The third structural change wrought by income inequality is rising inequality in opportunities. As income inequality gets more entrenched, it does not end simply In current income inequality but tends to carry over to the next generations. The chances of success of children from the rich and poor families diverge. In a process similar to what we can observe in Latin America, the divergence is not simply limited to inherited wealth, but is transferred to the acquisition of education (where increasing importance of private education further exacerbates the trends), and family connections and networks that are often crucial for success.
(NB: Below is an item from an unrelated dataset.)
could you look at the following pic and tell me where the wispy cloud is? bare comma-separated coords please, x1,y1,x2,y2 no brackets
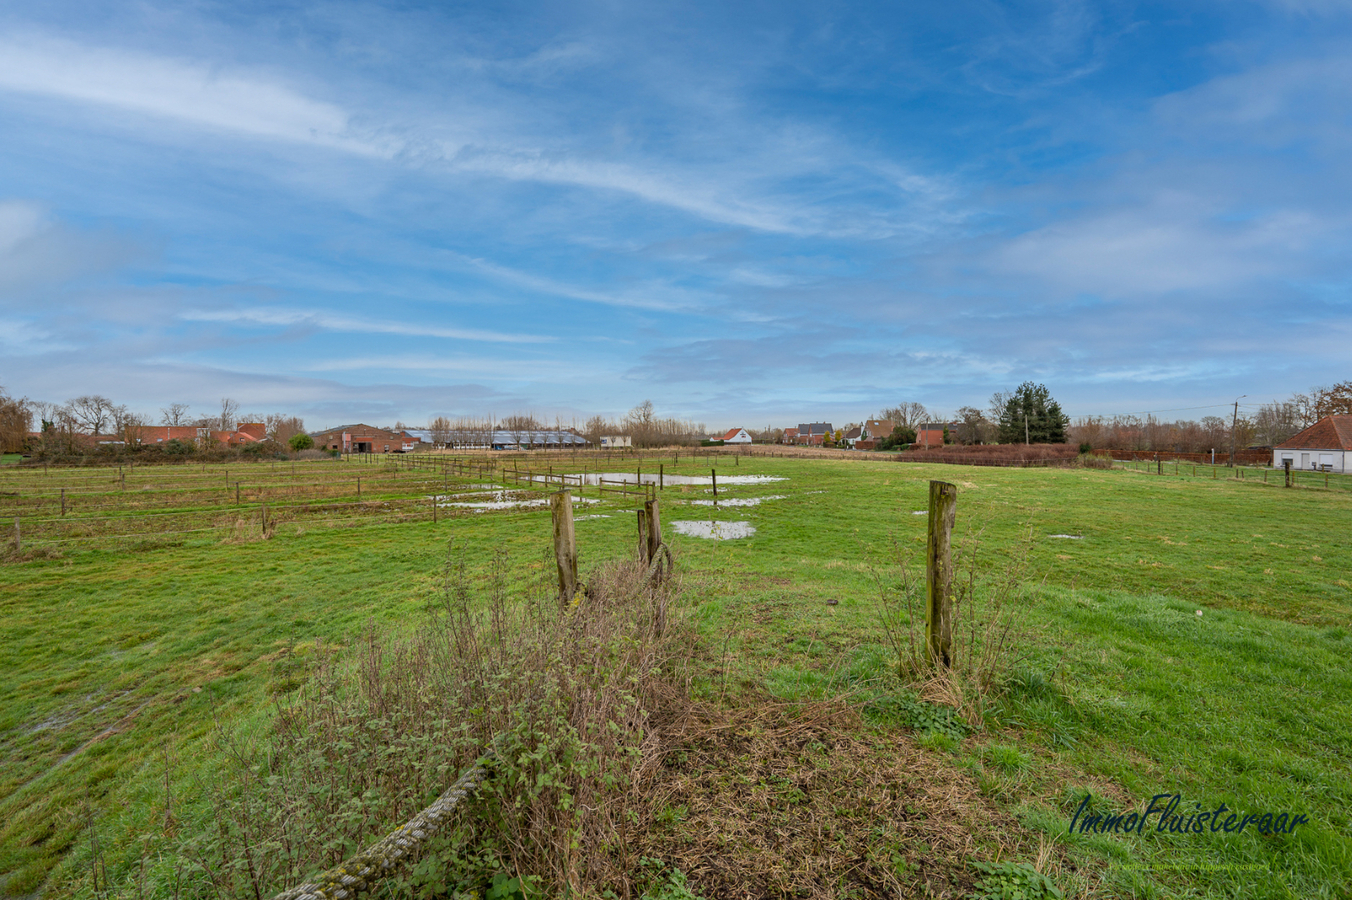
179,307,554,344
0,34,393,155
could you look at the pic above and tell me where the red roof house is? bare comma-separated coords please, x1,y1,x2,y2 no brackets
1274,415,1352,472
Now, these structural inequities will not go away, may even be deepened, when the economy goes back to its long-run rate of growth. Higher rate of growth and lower unemployment might have been sufficient before the structural fault lines became strong because growth would have “papered over” these differences. But when the structural cleavages are deep, growth alone (as we have seen in the case of Latin America, again) is not enough. If I can risk a medical analogy, an ordinary cold may be cured by essentially doing nothing other than lying in bed and taking more liquids. Gradually we revert to the status quo ante. But if the cold continues for a while and transforms itself into a more serious illness, which is what a long process of inequality has done to the body-politic, stronger remedies are needed.
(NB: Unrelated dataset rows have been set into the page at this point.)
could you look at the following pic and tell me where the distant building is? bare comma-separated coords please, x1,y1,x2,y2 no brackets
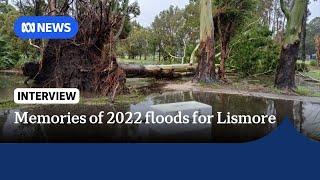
306,54,317,60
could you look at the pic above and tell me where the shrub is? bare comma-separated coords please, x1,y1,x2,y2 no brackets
0,37,20,69
228,25,280,76
310,60,317,67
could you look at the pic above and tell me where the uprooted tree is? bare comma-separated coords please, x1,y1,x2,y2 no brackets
275,0,308,90
193,0,216,83
25,0,140,100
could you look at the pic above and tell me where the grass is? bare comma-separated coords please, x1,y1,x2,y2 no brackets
306,70,320,80
297,59,318,65
296,86,312,96
270,87,283,94
296,86,320,97
119,58,157,65
115,93,146,104
118,56,183,66
80,78,155,105
81,90,147,106
0,101,19,109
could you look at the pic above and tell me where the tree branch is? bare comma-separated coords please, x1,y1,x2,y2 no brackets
280,0,290,19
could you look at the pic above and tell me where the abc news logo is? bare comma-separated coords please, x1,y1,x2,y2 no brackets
21,22,72,33
14,16,78,39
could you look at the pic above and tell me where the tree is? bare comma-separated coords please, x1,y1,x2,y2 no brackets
0,2,36,68
193,0,216,83
26,0,140,100
316,36,320,66
213,0,255,81
121,22,148,60
152,6,186,63
229,25,280,77
275,0,308,90
300,0,310,62
306,17,320,57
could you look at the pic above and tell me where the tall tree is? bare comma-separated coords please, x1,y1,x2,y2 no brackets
316,36,320,66
193,0,216,83
151,6,186,62
306,17,320,57
275,0,308,90
213,0,255,81
300,0,310,62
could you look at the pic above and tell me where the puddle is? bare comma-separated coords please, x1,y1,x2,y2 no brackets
0,91,319,142
1,74,320,142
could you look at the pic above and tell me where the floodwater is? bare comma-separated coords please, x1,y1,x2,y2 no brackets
1,74,320,142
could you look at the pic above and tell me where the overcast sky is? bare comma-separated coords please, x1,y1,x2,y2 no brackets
133,0,320,27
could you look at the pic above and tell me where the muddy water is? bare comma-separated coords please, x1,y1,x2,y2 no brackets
0,74,320,142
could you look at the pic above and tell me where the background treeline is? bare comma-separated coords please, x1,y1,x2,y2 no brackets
0,0,39,69
0,0,320,77
117,0,320,76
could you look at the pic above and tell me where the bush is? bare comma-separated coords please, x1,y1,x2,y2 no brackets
228,25,280,77
0,37,20,69
310,60,318,67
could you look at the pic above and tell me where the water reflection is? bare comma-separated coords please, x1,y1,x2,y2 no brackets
293,101,320,140
0,91,320,142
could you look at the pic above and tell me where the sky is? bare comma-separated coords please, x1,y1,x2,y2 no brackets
132,0,189,27
133,0,320,27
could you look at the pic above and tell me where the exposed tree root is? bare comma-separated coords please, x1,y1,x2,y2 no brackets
21,1,140,100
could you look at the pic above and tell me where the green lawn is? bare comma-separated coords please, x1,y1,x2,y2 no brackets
297,59,317,65
118,57,184,65
118,58,157,65
306,70,320,80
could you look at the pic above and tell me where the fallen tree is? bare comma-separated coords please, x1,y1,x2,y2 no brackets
120,64,196,78
23,62,197,80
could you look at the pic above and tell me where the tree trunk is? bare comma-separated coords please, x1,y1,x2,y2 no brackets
121,64,196,78
158,47,161,63
275,0,308,90
275,42,300,89
316,36,320,67
48,0,56,15
219,38,229,81
300,6,308,62
34,0,42,16
34,0,42,47
23,62,196,80
193,0,216,83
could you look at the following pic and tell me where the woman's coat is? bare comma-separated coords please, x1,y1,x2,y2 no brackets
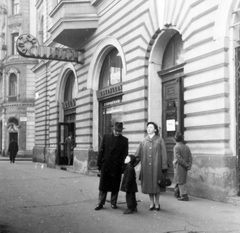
135,135,168,194
173,142,192,185
97,133,128,192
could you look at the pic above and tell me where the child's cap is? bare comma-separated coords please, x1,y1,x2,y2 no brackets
128,154,136,165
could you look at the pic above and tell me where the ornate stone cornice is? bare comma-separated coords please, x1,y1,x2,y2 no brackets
3,102,34,108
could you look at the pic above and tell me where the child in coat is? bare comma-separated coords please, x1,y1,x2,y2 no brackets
121,154,138,214
173,132,192,201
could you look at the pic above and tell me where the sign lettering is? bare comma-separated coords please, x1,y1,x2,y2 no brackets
16,34,84,64
97,84,122,99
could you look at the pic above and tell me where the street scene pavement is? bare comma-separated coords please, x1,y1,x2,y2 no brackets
0,160,239,233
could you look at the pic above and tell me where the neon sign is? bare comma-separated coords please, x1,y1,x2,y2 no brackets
16,34,84,64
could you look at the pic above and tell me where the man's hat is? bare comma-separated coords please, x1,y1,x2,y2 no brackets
174,132,183,142
112,122,124,130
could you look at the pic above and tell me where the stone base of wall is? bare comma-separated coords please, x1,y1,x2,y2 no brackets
46,147,57,168
188,155,238,202
33,146,46,163
33,146,98,173
73,148,98,174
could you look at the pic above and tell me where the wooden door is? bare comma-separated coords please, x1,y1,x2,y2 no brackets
161,70,184,179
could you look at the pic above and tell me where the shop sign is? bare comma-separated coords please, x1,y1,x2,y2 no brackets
97,84,122,99
20,117,27,122
104,98,121,106
16,34,84,64
166,119,175,131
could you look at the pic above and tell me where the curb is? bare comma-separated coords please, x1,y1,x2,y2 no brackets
0,156,32,162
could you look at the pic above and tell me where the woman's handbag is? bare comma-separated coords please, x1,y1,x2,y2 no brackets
158,173,172,188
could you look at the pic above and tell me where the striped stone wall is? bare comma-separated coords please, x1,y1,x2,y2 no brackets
32,0,239,200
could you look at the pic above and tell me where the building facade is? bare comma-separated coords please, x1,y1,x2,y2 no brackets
0,0,36,157
30,0,240,203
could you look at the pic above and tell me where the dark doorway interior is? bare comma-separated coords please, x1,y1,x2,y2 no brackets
57,122,75,165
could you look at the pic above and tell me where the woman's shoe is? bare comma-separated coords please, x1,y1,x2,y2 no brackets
155,205,160,211
149,204,155,211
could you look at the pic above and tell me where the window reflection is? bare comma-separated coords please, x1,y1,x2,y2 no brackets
100,49,122,89
162,33,183,69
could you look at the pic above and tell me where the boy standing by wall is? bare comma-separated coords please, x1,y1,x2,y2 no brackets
121,154,138,214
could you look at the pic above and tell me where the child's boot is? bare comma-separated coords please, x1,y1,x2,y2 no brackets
174,184,180,198
178,194,189,201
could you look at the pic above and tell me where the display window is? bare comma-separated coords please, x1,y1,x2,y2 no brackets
98,48,123,142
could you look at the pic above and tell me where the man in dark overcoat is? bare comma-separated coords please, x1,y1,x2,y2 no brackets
95,122,128,210
8,138,19,163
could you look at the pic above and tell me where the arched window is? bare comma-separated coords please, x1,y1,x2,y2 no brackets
8,117,19,126
99,49,122,89
98,48,123,137
9,73,17,101
64,71,76,101
162,33,184,69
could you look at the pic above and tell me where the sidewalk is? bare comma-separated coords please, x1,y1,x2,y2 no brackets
0,155,32,162
0,161,239,233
I recently reread some of Simon Kuznets’ writings from the 1960s. He argued that every income distribution should be judged by three criteria: adequacy, equity and efficiency. Adequacy is ensuring even the poorest have an income level consonant with local customs and economic ability of the society. Equity is absence of discrimination whether it is a discrimination in current incomes, as for example in racial or gender wage gaps, or in future possibilities (what we now call inequality of opportunity). Finally, efficiency is achievement of high growth rates. When it comes to the interaction between equity and efficiency, Kuznets sees it going both ways: in some cases, pushing for equity too hard, as in full egalitarianism, may have detrimental effect on the growth rate. But in other cases, the very achievement of higher growth rates requires greater equity, be it because a significant part of the population is otherwise socially excluded, not allowed to contribute, or because it leads to the fragmentation of society and political instability. I believe that Simon Kuznets would have seen today’s position of the developed Western economies as being at that second point, and argued that pro-equity policies are not a waste of resources but rather an investment in, even the prerequisite, for future growth.